DEAR SOMEONE ELSE’S MOM: My boyfriend has been wanting to take me away for a special weekend for a long time now. I couldn’t get off work for Valentine’s weekend last year when he first wanted to go somewhere, and this year I am not comfortable traveling for safety reasons, but also especially since if my boss finds out, I’ll have to miss two weeks at work for self-quarantine, because my company follows our state’s COVID-19 recommendations.
My boyfriend thinks I am being a big baby, since he says so long as we are careful, keep our masks on and social distance when not in our hotel room, we should be fine.
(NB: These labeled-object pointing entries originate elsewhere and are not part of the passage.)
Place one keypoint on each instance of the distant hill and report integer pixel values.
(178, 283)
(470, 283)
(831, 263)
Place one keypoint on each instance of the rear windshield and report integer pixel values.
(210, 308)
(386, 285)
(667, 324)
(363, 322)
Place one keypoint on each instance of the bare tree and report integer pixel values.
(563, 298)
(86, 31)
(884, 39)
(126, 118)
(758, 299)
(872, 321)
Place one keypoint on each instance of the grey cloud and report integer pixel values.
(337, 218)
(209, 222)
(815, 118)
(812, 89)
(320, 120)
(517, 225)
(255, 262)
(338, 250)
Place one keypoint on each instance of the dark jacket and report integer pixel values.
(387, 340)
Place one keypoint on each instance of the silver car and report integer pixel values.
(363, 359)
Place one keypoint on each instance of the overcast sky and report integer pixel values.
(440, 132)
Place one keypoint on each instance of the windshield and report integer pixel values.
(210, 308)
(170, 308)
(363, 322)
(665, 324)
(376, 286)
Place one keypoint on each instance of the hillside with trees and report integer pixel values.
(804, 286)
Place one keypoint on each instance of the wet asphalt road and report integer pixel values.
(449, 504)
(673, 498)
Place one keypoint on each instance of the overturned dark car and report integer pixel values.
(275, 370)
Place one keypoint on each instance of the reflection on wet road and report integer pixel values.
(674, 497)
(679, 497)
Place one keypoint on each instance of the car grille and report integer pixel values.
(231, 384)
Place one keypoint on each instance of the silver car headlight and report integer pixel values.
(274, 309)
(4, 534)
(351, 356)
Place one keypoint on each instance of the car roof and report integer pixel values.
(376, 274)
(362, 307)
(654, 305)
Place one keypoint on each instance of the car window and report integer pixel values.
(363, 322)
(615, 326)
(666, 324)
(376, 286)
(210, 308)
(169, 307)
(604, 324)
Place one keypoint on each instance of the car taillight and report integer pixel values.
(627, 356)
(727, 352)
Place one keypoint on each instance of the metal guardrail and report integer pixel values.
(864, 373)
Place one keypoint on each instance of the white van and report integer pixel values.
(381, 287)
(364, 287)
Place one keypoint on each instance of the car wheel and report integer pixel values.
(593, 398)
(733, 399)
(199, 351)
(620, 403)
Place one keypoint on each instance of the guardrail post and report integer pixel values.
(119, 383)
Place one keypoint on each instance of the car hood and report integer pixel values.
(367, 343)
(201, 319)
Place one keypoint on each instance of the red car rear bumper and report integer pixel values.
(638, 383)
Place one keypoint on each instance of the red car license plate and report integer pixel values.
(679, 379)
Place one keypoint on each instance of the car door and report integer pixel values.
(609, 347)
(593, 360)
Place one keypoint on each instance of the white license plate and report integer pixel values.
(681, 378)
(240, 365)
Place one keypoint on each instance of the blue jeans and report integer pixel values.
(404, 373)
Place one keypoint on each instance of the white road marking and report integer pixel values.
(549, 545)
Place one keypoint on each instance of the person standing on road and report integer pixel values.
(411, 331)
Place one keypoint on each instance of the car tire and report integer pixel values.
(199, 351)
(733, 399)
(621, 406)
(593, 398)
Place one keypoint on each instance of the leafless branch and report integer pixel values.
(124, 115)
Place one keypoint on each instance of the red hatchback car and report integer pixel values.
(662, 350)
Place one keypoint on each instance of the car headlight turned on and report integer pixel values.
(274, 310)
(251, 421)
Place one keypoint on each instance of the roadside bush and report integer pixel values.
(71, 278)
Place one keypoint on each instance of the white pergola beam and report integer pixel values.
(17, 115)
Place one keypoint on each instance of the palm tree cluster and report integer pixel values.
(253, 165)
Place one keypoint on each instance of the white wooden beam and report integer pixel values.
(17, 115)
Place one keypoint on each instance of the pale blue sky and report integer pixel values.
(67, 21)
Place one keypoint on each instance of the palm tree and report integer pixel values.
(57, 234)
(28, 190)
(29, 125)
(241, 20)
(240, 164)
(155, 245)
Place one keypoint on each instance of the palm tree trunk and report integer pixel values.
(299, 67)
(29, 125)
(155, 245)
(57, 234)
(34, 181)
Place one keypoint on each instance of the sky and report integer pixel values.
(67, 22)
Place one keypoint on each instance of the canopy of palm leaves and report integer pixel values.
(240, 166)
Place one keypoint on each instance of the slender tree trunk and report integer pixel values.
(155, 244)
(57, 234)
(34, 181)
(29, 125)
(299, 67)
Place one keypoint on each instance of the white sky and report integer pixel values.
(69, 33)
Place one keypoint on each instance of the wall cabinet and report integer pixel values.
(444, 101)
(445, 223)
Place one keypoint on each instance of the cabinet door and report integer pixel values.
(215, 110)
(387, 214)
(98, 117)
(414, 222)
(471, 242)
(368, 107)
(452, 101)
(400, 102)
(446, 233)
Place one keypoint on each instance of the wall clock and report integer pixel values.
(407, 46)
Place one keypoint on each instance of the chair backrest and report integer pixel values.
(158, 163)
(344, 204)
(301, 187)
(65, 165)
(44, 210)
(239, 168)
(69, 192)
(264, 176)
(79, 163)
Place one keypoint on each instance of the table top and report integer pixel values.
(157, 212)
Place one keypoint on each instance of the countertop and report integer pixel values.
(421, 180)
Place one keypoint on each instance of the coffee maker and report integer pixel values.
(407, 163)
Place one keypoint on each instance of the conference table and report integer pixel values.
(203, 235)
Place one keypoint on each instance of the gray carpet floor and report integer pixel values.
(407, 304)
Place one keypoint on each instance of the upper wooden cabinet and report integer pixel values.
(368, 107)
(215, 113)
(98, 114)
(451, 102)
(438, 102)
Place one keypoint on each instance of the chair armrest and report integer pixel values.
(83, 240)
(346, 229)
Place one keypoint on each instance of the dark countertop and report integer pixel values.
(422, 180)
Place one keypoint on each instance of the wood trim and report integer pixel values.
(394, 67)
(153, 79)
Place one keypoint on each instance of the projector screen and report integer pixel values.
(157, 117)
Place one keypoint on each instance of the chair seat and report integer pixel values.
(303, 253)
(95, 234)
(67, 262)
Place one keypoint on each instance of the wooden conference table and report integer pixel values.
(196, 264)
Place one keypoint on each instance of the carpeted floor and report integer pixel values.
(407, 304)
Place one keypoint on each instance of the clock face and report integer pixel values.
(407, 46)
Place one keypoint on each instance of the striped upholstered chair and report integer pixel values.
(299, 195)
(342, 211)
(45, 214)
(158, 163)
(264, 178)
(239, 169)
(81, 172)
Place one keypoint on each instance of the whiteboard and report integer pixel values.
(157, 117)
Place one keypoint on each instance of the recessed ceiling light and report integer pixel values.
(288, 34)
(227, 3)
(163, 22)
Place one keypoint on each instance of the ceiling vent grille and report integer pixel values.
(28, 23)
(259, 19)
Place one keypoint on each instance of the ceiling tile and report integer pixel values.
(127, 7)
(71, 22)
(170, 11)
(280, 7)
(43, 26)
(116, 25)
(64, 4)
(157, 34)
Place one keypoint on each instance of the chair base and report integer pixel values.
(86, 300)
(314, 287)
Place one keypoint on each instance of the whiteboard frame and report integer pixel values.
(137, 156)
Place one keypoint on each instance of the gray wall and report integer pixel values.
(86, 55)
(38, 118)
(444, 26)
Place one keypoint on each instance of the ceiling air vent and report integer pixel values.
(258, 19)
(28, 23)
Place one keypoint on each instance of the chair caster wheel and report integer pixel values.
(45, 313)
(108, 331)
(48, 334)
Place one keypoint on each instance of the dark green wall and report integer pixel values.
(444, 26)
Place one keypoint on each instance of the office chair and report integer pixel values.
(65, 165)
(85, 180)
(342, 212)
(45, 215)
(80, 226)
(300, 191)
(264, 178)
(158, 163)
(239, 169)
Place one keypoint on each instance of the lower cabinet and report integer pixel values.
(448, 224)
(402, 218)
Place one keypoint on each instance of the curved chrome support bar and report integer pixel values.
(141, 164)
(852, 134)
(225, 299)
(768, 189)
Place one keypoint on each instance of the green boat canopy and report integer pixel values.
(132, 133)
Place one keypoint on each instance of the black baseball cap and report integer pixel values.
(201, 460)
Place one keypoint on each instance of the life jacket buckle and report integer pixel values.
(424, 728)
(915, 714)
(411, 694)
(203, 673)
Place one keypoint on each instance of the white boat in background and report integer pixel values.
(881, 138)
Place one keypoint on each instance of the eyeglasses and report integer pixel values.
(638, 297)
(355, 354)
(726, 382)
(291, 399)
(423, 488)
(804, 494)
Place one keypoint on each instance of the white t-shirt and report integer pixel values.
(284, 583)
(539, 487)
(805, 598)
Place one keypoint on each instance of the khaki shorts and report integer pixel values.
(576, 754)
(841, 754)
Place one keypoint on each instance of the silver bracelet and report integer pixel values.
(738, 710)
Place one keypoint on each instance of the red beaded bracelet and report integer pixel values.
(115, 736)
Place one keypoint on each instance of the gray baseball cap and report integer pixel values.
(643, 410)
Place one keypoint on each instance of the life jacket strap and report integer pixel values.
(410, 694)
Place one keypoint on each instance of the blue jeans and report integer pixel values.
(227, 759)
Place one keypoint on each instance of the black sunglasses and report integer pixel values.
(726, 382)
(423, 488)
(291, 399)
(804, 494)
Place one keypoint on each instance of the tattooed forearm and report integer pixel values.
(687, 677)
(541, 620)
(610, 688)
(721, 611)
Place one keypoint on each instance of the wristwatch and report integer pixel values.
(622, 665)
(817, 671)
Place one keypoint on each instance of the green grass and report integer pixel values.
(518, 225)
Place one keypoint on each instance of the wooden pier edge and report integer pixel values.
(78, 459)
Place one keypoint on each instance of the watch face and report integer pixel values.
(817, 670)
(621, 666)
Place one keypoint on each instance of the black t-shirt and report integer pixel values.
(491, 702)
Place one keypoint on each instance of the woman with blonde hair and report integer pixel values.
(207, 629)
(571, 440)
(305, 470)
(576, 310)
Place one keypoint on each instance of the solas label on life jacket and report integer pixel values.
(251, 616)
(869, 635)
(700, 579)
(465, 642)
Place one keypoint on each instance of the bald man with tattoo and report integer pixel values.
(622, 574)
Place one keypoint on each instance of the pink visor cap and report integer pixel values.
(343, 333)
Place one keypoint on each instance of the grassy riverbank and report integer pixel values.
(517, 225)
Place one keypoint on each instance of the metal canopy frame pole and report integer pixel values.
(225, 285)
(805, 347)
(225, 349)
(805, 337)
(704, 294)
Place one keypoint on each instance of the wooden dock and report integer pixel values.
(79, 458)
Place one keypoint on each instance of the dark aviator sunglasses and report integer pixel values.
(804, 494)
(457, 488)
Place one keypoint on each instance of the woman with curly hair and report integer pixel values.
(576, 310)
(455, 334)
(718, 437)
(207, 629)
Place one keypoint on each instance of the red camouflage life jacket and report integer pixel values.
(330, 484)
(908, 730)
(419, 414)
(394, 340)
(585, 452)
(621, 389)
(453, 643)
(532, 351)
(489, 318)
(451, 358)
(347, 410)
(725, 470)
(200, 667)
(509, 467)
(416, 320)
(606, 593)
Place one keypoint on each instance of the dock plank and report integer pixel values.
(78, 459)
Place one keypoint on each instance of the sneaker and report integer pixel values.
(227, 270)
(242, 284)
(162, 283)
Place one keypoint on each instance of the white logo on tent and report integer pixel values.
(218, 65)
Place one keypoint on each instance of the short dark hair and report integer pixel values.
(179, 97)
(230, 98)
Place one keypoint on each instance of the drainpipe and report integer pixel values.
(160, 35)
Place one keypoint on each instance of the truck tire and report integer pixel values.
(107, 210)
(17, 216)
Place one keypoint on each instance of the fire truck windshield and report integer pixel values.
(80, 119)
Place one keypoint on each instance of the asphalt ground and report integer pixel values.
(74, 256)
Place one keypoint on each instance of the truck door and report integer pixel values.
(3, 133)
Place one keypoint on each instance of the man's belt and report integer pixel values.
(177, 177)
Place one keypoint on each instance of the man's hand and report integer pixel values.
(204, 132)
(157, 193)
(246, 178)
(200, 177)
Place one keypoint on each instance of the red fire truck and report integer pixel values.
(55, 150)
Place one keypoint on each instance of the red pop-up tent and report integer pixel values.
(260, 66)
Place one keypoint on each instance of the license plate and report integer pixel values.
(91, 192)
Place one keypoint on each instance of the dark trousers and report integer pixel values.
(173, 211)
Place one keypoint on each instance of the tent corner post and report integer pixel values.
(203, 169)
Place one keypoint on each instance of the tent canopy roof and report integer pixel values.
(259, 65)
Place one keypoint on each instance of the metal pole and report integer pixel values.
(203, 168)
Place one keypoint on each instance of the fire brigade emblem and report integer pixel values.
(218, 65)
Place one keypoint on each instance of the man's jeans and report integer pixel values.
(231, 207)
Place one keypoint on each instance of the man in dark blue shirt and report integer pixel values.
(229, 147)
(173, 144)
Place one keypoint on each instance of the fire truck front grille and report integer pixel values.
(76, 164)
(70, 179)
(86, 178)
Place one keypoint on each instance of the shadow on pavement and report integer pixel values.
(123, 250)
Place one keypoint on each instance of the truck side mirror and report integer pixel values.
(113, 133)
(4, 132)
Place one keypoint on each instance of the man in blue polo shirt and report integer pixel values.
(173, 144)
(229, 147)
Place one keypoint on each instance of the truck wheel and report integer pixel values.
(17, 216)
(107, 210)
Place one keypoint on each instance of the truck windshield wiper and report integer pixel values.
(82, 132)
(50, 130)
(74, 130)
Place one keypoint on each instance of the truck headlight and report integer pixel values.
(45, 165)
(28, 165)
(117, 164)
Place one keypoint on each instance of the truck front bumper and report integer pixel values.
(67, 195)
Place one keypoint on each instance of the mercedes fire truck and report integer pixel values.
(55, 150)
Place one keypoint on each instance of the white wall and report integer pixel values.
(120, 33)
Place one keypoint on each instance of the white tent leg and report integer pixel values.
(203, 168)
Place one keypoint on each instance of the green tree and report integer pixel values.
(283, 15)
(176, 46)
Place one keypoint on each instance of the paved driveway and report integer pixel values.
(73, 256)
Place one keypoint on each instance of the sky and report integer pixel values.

He also thinks I shouldn’t report leaving the state to my company, which if they find out I kept it a secret, could cost me my job or at least my good standing.
He says that if I love him, I’ll take a chance, and he has more than hinted that if I am not willing to risk this for him, I must not love him enough to be with him, and he sees no reason we shouldn’t breakup.
Am I wrong to stick to my request we postpone the big weekend getaway until it’s safer to do it? --- TOO MUCH TO RISK
DEAR TOO MUCH TO RISK: A lot of life has had to be postponed these days, as your boyfriend must be aware. I think he’s the one being selfish in this case, and you can easily turn the tables on his thinking by saying if he truly loves you, he’d respect your not feeling good about this particular getaway at this particular time.
I believe you’re right to follow what you know and feel to be the correct thing to do. Besides, I can’t imagine you’d have a very good time if you spent the days away worrying about potential consequences of the trip for both your health and your job.